EXODUS – Exhibit B: The Human Condition
 
Label: Nuclear Blast
Release: May 15 2010
By: Miguel
Rating: 8.5/10
Time: 74:14
Style: Thrash Metal
URL: Exodus
 

Two years down the road since reinventing their style, EXODUS bring us the continuation of the massive Exhibit A. Now loaded with almost twice as many songs, most of them epic, all aggressive to an excruciating degree, Exhibit B: The Human Condition proves a far angrier beast than its predecessor. But rather than go for the throat on its first second of music, a haunting acoustic driven intro sets the mood for the oncoming storm. Once the tenderness fades, blistering guitar harmonies signal the onset of the seven minute plus monster that runs along to the jagged pace of the Gary Holt-Lee Altus razor riff factory. The Ballad Of Leonard and Charles also showcases the new album’s direction - the heft is still there but gone is the complexity. Its follow up, the straightforward thrash ditty Beyond The Pale sticks to the same mold until mid tempo fare takes over for the glass-is-half-empty anthem Hammer And Life. It’s when EXODUS ease the brakes on this album that signal when critics and discriminating fans alike are gonna pounce. Hammer And Life cuts both ways, but what comes next - Class Dismissed (A Hate Primer) - is a certified EXODUS classic even when it meanders toward Boredville past is blistering twin guitar solo.
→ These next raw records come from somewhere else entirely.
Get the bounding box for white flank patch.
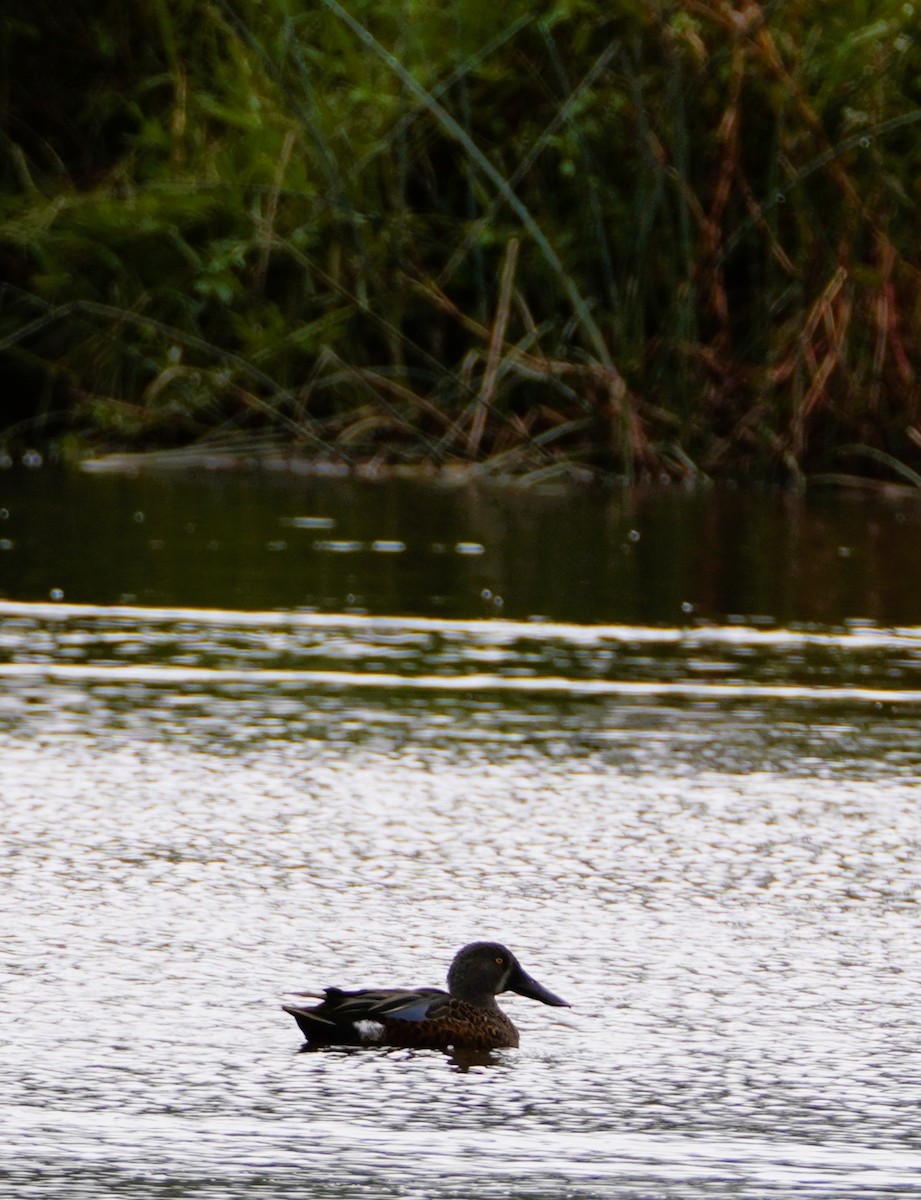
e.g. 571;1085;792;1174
353;1021;384;1042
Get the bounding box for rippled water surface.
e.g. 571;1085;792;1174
0;468;921;1200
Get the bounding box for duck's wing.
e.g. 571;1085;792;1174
284;988;450;1045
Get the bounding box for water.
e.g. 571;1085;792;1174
0;465;921;1200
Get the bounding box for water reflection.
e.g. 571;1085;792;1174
0;606;921;1200
0;469;921;626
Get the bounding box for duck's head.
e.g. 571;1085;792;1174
447;942;570;1008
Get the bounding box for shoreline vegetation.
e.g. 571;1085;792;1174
0;0;921;487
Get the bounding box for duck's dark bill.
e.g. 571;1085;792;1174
506;967;572;1008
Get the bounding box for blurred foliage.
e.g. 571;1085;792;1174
0;0;921;479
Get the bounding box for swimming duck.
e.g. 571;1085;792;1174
284;942;570;1050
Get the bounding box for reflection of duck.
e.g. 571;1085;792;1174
284;942;570;1050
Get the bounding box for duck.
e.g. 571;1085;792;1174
283;942;571;1051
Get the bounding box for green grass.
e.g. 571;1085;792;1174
0;0;921;481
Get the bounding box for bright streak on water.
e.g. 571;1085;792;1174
0;604;921;1200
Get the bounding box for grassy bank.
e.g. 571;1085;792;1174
0;0;921;479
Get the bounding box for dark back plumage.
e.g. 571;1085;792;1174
284;942;568;1050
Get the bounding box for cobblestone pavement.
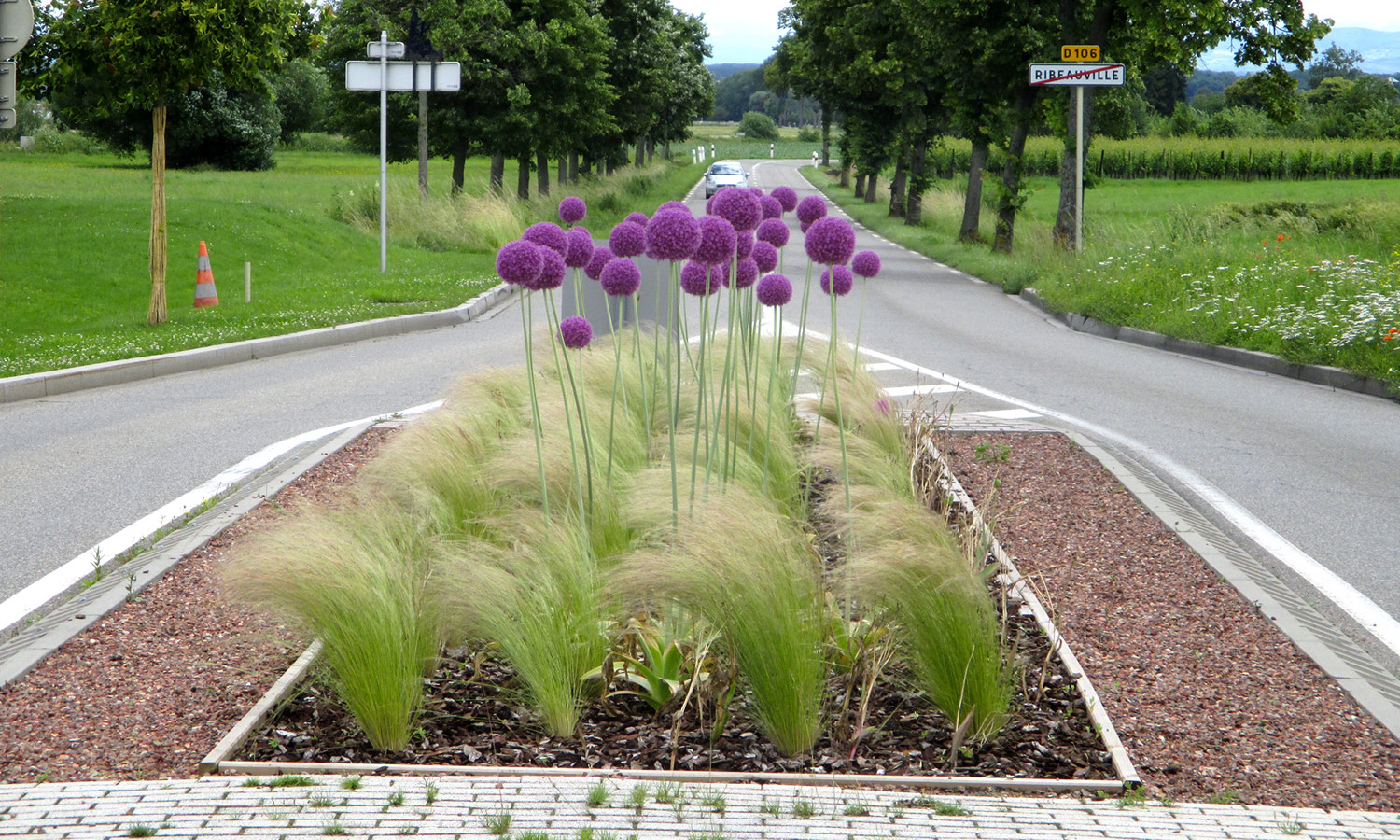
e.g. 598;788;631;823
0;776;1400;840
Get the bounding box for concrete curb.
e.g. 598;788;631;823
1021;288;1400;400
0;283;512;403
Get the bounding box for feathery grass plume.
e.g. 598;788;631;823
227;498;444;752
442;507;610;738
613;483;826;755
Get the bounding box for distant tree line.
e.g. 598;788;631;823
767;0;1330;251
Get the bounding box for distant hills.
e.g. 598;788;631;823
1196;27;1400;73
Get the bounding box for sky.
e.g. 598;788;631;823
671;0;1400;64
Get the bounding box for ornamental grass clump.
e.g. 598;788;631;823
229;498;444;752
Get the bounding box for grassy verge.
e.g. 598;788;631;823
804;170;1400;384
0;150;700;377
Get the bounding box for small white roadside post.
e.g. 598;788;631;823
1030;45;1126;254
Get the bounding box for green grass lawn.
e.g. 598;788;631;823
0;147;700;377
804;168;1400;383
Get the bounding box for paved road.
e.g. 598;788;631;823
0;161;1400;669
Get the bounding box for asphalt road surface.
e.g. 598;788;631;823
0;161;1400;669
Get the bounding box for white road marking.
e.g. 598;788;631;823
0;400;442;632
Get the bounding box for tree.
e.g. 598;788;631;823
53;0;296;325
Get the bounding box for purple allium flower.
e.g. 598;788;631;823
772;187;797;213
537;248;568;288
851;251;879;277
713;187;763;231
795;196;826;224
559;196;588;224
565;226;594;269
753;218;791;248
806;216;856;266
724;259;759;288
680;260;720;297
753;274;792;307
734;231;753;259
524;221;568;257
694;216;738;263
598;258;641;297
584;245;618;280
496;240;545;288
647;210;700;262
752;240;778;274
608;221;647;257
559;315;594;350
822;266;856;297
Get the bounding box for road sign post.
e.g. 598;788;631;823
347;31;462;272
1030;56;1127;254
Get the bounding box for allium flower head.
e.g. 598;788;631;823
647;210;700;262
559;315;594;350
599;258;641;297
565;226;594;269
537;248;568;288
608;221;647;257
822;266;856;297
496;240;545;288
524;221;568;257
753;274;792;307
711;187;763;231
753;218;791;248
750;240;778;273
559;196;588;224
584;245;618;280
806;216;856;266
694;216;738;263
772;187;797;213
795;196;826;224
734;231;753;259
680;260;720;297
851;251;879;277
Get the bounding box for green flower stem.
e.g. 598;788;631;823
521;288;549;520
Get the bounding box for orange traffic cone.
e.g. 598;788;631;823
195;240;218;310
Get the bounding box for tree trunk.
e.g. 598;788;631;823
822;105;829;166
492;151;506;196
889;148;910;217
453;140;470;196
146;100;167;327
419;91;428;199
904;133;929;227
958;134;990;243
991;89;1035;254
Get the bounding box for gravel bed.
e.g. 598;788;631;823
945;434;1400;811
0;430;389;781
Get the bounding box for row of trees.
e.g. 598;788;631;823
22;0;714;324
770;0;1330;251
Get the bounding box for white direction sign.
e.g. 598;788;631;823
346;62;462;92
364;41;403;58
0;0;34;62
1030;64;1125;87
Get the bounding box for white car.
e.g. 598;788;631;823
705;161;749;199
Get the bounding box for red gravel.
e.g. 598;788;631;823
0;430;388;781
946;434;1400;811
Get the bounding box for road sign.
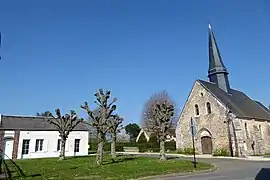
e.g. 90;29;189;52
189;118;197;136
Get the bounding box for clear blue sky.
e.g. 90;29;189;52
0;0;270;123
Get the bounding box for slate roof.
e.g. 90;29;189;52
197;80;270;121
0;115;87;131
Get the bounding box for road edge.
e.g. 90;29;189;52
134;164;218;180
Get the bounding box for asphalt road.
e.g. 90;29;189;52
156;159;270;180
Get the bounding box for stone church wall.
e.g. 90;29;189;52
239;119;270;155
176;81;231;153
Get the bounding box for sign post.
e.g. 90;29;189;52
190;118;197;168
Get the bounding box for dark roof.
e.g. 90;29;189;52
198;80;270;120
0;115;87;131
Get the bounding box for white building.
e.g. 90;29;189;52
0;115;88;159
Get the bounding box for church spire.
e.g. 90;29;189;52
208;24;230;93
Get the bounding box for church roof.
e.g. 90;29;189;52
0;115;87;131
198;80;270;121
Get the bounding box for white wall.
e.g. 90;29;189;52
2;131;15;159
17;131;88;159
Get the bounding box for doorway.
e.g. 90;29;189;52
201;136;213;154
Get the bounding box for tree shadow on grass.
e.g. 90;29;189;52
167;156;180;160
103;156;137;165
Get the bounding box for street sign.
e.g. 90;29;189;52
189;118;197;137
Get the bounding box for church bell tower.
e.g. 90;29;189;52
208;24;230;93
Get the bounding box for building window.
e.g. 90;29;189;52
57;139;61;151
259;125;263;139
74;139;80;152
35;139;44;152
195;104;200;116
22;139;30;154
245;123;249;139
206;102;212;114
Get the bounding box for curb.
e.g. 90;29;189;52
118;152;270;162
134;164;218;180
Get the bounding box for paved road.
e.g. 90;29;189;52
157;158;270;180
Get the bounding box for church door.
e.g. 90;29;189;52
201;136;212;154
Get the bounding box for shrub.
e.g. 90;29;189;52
165;141;176;151
177;147;197;155
213;148;230;156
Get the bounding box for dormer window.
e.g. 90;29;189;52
206;102;212;114
195;104;200;116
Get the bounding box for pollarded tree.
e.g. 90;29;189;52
108;114;124;158
47;109;83;160
36;111;52;117
125;123;141;142
81;89;117;165
142;91;176;160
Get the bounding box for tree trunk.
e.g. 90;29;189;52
96;132;105;165
59;138;67;160
159;138;167;160
111;134;116;159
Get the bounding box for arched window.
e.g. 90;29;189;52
245;122;249;139
195;104;200;116
206;102;212;114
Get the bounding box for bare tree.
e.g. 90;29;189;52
81;89;117;165
108;115;124;158
36;111;52;117
47;109;83;160
142;91;176;160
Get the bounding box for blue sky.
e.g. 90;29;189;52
0;0;270;123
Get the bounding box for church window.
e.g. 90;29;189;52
206;102;212;114
259;125;263;138
195;104;200;116
245;123;249;139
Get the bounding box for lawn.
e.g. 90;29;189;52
7;156;212;180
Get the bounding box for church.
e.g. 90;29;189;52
176;25;270;157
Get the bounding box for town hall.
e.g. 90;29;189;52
176;25;270;157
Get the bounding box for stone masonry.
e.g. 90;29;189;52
176;81;270;156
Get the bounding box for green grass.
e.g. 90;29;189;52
7;156;212;180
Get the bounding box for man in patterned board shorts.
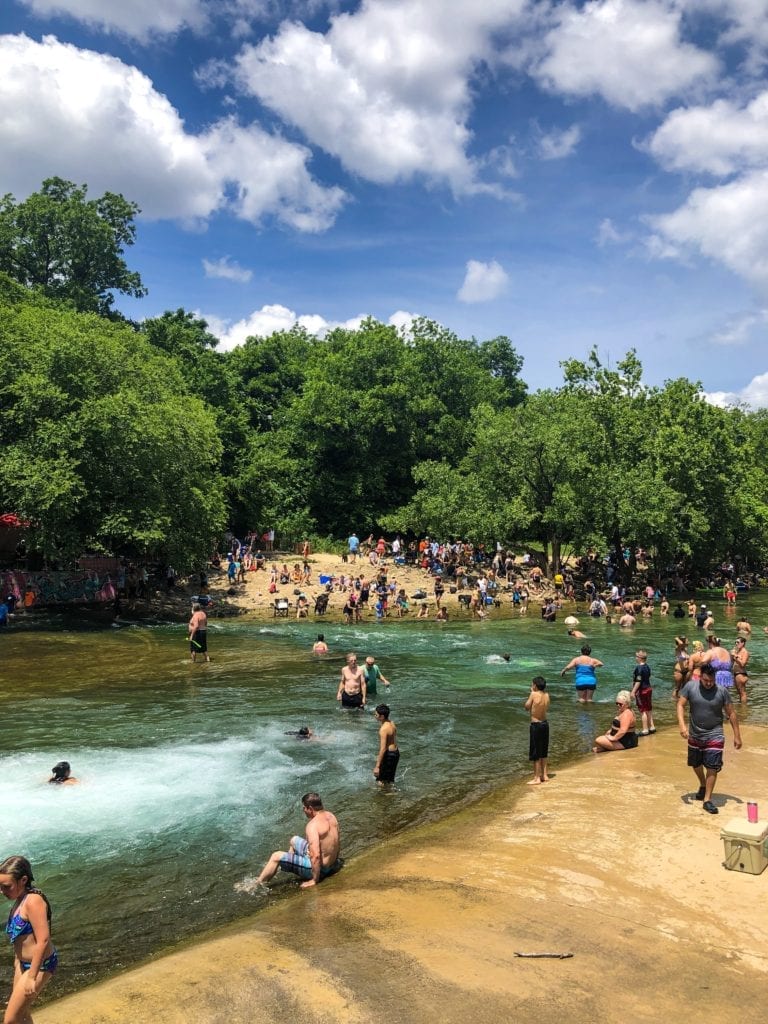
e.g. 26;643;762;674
677;665;741;814
257;793;341;889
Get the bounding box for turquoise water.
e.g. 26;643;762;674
0;596;768;994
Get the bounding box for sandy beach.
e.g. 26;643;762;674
35;719;768;1024
163;552;561;629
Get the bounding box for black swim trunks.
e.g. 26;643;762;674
528;722;549;761
379;751;400;782
189;630;208;654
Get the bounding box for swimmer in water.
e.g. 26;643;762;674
48;761;80;785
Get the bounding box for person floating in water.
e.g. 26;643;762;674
257;793;342;889
48;761;80;785
0;857;58;1024
374;705;400;782
286;725;314;739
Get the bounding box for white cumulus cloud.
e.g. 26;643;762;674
201;304;418;351
535;0;718;111
228;0;526;193
537;125;582;160
645;170;768;286
597;217;634;249
203;256;253;285
705;373;768;409
709;309;768;346
647;91;768;175
0;35;344;231
457;259;509;302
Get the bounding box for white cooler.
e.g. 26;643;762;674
720;818;768;874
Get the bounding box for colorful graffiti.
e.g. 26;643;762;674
0;569;117;608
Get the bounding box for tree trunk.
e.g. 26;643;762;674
551;536;560;575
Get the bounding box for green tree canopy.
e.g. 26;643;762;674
0;178;146;315
0;278;225;567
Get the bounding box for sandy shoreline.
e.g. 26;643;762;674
143;552;561;632
35;721;768;1024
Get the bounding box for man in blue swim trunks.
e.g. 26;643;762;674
257;793;341;889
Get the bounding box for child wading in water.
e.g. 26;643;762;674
528;679;549;785
632;650;656;736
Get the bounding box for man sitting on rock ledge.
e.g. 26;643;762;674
257;793;342;889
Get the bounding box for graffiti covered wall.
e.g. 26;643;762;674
0;569;117;608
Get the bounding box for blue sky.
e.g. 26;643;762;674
0;0;768;408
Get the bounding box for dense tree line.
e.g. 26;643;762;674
0;179;768;573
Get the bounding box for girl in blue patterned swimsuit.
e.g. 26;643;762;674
0;857;58;1024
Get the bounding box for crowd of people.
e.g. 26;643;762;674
525;617;752;814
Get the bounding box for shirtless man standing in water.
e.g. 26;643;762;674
525;676;549;785
336;651;368;710
257;793;341;889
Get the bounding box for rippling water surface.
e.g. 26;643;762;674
0;596;768;994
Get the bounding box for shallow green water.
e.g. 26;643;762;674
0;596;768;994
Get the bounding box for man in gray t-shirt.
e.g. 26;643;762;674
677;665;741;814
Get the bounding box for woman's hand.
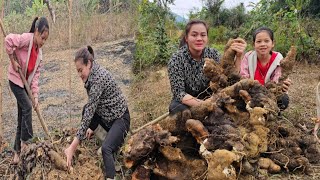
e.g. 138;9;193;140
64;137;80;168
86;128;94;139
230;38;247;59
282;78;292;92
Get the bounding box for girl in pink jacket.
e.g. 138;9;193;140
5;17;49;164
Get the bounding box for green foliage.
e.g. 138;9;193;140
208;26;229;44
26;0;46;17
133;0;178;73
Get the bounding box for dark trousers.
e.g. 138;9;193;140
277;93;290;111
9;81;33;153
85;109;130;178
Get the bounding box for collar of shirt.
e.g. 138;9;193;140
181;44;207;64
84;61;99;89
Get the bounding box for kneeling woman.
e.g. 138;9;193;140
65;46;130;179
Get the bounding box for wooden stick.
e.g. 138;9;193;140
0;19;53;143
132;112;169;134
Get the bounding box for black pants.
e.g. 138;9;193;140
9;81;33;153
277;94;290;111
85;109;130;178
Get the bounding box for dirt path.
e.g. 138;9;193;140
3;39;135;143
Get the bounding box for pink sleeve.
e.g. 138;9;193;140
270;66;281;83
240;52;250;78
30;60;42;98
5;33;30;54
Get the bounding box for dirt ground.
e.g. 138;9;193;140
0;39;320;179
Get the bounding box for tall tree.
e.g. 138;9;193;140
0;0;4;145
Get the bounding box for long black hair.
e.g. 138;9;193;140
29;17;49;34
74;46;94;65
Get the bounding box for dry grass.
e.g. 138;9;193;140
129;68;171;129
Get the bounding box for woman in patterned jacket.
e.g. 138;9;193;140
65;46;130;179
240;27;291;110
5;17;49;164
168;20;246;115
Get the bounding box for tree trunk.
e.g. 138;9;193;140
43;0;56;23
0;1;4;146
69;0;72;122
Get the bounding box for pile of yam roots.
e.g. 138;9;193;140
123;38;320;180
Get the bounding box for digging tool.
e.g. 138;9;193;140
0;19;53;143
132;112;169;134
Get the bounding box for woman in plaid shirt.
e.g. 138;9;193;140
168;20;246;114
65;46;130;179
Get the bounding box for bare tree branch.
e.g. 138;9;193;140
43;0;56;23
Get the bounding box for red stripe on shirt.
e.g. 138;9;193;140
254;52;277;85
26;43;38;79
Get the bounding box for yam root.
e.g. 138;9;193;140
186;119;209;144
258;158;281;173
48;150;68;171
123;124;178;168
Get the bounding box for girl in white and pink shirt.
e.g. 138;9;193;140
5;17;49;164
The production here as crisp as Andy Sneap - thrash metal’s producer of choice - can possibly make it, thus leaving EXODUS free reign to indulge their violent impulses through song. The torrent of face-melting tunes here is surprising and painful from the sheer intensity. March Of The Sycophants, the slow moving crunch of Nanking, the take no prisoners Burn, Hollywood, Burn (it preaches the destruction of Tinsel Town with righteous indignation), and the immense ode to the supernatural undead who lurk at night The Sun Is My Destroyer is far more extreme in content than a lot of bands today except for those in black metal who have an anti-Christian bent. Gary Holt likes to mention during interviews that he’s quite the black metal aficionado himself and its refreshing to hear so much darkness in EXODUS’ current repertoire. Forever gone is the youthful verve from the Fabulous Disaster and Impact Is Imminent era. Today’s EXODUS is an unforgiving thrash machine whose sole aim is to out-brutalize both peers and the younger set alike with remorseless precision. Lo and behold, despite their age, the fearsome fivesome achieve their aims on Exhibit B.